= Thomas William Allies =

English historian (1813–1903)

Thomas William Allies (12 February 1813 – 17 June 1903) was an English historical writer specializing in religious subjects. He was one of the Anglican churchmen who joined the Roman Catholic Church in the early period of the Oxford Movement.

==Life==
Allies was born at Midsomer Norton in Somerset and briefly educated at Bristol Grammar School and then at Eton College, where he was the first winner of the Newcastle Scholarship in 1829, and at Wadham College, Oxford, of which he became a fellow in 1833.

In the late 1830s, Allies became a Tractarian supporter, influenced by William Dodsworth. In 1840 Bishop Blomfield of London appointed him his examining chaplain and presented him to the rectory of Launton, Oxfordshire, which he resigned in 1850 on becoming a Roman Catholic. Allies was appointed secretary to the Catholic Poor School Committee in 1853, a position which he occupied till 1890. Allies raised £50,000 to assist Catholic schools with meeting the needs of education acts.
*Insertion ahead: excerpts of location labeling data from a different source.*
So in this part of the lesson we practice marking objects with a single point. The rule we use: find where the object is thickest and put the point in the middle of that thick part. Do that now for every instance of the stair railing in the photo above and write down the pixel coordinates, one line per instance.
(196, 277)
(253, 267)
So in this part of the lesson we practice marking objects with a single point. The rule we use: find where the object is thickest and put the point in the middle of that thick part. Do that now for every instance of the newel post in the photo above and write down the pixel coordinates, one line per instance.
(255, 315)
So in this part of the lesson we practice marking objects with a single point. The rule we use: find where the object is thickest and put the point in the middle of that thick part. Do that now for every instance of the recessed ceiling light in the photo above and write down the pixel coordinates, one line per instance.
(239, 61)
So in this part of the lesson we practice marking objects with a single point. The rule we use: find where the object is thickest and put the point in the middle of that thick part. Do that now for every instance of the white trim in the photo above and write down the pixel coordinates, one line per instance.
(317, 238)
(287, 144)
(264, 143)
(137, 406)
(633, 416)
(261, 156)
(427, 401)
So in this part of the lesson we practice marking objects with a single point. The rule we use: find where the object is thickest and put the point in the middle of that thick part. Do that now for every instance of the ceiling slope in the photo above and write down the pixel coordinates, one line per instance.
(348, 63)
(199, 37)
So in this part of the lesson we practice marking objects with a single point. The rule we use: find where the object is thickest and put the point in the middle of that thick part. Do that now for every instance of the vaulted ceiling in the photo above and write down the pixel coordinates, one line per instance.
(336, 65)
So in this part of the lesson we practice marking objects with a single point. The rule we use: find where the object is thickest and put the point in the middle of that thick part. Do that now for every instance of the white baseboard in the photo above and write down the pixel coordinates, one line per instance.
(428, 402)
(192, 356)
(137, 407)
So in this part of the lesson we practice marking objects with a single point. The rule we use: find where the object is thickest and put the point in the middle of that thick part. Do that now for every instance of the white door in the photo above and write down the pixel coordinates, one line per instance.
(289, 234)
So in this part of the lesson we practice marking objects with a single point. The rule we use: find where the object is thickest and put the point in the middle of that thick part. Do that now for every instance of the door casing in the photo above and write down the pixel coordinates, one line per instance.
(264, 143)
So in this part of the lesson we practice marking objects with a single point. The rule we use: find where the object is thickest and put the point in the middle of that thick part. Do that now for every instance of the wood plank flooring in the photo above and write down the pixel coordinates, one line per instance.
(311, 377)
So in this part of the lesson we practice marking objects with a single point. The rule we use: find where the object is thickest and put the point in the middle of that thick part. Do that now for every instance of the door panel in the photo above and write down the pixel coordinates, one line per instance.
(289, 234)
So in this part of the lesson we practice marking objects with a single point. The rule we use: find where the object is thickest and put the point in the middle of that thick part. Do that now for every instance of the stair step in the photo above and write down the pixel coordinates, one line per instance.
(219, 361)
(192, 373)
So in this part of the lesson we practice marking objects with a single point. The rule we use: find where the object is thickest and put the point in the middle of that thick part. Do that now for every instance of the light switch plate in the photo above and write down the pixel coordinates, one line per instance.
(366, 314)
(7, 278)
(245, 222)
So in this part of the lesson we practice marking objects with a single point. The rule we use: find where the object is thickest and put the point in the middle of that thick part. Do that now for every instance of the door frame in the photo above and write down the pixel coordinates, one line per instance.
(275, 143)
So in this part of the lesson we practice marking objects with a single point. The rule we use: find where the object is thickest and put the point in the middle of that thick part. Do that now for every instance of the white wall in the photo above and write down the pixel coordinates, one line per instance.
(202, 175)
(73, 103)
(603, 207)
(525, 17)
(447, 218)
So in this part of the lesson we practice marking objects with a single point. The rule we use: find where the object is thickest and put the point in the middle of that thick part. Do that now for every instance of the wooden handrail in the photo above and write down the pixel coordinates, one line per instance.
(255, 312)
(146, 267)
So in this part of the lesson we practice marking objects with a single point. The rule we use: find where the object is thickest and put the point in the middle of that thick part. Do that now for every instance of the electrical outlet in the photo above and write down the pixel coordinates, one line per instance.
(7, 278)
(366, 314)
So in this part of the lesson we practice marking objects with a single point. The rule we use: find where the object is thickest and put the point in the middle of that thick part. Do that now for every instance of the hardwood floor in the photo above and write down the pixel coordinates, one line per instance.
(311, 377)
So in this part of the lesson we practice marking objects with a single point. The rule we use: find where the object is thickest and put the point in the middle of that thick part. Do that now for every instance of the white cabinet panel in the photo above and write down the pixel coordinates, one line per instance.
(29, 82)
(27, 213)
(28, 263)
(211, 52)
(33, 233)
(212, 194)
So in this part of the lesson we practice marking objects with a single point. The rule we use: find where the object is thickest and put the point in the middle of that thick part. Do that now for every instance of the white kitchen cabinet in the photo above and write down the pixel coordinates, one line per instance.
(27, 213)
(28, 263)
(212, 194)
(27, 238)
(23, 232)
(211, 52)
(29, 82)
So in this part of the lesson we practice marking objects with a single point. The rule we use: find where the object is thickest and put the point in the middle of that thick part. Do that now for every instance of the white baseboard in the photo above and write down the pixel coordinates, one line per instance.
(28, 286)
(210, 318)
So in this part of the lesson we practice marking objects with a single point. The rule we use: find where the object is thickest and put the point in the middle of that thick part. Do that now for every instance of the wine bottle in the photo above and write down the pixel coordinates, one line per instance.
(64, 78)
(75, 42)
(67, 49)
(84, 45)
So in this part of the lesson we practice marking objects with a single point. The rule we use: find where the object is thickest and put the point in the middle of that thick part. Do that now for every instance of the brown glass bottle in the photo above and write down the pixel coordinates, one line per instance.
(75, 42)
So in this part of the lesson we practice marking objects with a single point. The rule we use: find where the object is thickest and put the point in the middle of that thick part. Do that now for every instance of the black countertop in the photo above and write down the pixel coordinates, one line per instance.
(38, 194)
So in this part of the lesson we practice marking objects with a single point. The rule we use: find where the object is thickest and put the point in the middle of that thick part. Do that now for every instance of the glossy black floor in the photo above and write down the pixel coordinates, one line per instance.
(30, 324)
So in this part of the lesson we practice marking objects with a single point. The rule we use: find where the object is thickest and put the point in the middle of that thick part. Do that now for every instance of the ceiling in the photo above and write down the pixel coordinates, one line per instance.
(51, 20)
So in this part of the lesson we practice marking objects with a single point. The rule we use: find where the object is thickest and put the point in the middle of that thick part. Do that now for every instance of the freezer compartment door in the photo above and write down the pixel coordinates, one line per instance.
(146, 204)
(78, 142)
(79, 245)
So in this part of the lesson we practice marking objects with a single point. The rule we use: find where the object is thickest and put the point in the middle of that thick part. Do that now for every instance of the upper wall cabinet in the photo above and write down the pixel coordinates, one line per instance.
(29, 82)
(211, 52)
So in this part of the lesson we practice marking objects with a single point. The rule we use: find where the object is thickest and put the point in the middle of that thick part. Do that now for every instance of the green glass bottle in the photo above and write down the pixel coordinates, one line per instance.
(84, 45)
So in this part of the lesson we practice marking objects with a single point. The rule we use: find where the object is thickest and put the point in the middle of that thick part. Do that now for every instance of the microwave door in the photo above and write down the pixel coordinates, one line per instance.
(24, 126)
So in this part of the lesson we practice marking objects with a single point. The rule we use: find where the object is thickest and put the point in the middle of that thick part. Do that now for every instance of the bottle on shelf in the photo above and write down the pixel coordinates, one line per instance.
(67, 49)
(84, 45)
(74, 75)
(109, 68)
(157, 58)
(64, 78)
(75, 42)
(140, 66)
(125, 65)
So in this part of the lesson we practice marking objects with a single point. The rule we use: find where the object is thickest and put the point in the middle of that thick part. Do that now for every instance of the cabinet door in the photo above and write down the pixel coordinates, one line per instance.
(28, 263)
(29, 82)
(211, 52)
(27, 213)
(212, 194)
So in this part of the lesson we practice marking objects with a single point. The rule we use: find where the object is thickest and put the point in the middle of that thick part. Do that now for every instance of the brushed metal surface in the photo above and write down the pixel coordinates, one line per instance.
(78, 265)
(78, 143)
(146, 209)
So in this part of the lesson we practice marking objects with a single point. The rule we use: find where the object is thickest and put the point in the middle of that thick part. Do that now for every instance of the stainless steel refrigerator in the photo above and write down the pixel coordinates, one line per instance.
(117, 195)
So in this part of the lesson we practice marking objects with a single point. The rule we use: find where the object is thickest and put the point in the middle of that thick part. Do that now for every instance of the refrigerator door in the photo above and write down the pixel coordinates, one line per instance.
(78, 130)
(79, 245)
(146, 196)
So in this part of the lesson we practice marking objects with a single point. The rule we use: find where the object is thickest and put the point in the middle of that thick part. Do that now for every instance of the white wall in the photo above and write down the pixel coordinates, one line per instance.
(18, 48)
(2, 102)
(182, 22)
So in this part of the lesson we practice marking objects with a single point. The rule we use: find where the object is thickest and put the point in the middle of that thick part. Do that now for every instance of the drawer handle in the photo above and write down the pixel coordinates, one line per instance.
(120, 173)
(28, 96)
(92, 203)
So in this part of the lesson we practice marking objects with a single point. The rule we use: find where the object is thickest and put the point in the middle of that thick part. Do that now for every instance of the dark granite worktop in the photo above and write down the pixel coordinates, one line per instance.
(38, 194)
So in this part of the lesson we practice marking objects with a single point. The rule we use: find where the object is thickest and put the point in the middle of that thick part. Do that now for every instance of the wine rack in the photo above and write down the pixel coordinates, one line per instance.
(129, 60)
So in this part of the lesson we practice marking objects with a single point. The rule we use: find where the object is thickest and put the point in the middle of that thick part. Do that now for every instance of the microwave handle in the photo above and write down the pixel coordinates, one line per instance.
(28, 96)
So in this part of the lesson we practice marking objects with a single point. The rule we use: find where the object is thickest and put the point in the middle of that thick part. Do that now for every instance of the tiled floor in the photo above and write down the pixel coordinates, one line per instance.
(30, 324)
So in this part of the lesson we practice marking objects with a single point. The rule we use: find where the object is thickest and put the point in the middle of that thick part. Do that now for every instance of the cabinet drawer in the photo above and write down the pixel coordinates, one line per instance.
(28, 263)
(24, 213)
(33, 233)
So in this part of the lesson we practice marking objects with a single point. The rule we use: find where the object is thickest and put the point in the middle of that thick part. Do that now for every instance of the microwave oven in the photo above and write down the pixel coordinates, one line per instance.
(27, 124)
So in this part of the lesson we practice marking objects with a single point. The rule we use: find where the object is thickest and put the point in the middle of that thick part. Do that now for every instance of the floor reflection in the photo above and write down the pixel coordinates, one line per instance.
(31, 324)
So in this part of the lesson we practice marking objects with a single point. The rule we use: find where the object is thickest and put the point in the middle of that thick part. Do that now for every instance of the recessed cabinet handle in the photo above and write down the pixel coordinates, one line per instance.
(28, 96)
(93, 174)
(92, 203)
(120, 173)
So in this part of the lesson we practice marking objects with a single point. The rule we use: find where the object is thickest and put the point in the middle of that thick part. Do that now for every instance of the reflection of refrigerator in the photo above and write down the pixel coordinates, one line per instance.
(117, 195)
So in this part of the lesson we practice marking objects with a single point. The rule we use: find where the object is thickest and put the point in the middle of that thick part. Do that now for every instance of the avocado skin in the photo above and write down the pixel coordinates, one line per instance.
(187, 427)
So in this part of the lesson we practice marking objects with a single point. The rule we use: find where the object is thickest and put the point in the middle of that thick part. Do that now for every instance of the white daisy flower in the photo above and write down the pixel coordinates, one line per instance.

Allies was a strong influence on his family and after 1883 his daughter Mary was left at home. Inspired by her father she devoted her time to writing about the lives of Catholic saints. He died in London in 1903 and he was buried beside his wife who had died the year before.

==Works==
His major work was The Formation of Christendom (London, 8 vols., 1865–1895). His other writings included Allies, Thomas William (1871). "St. Peter, His Name and His Office, as Set Forth in Holy Scripture" (1852); Allies, Thomas William (1850). "The See of St. Peter" (1850); Per Crucem ad Lucem (2 vols., 1879). They went through many editions and were translated into several languages.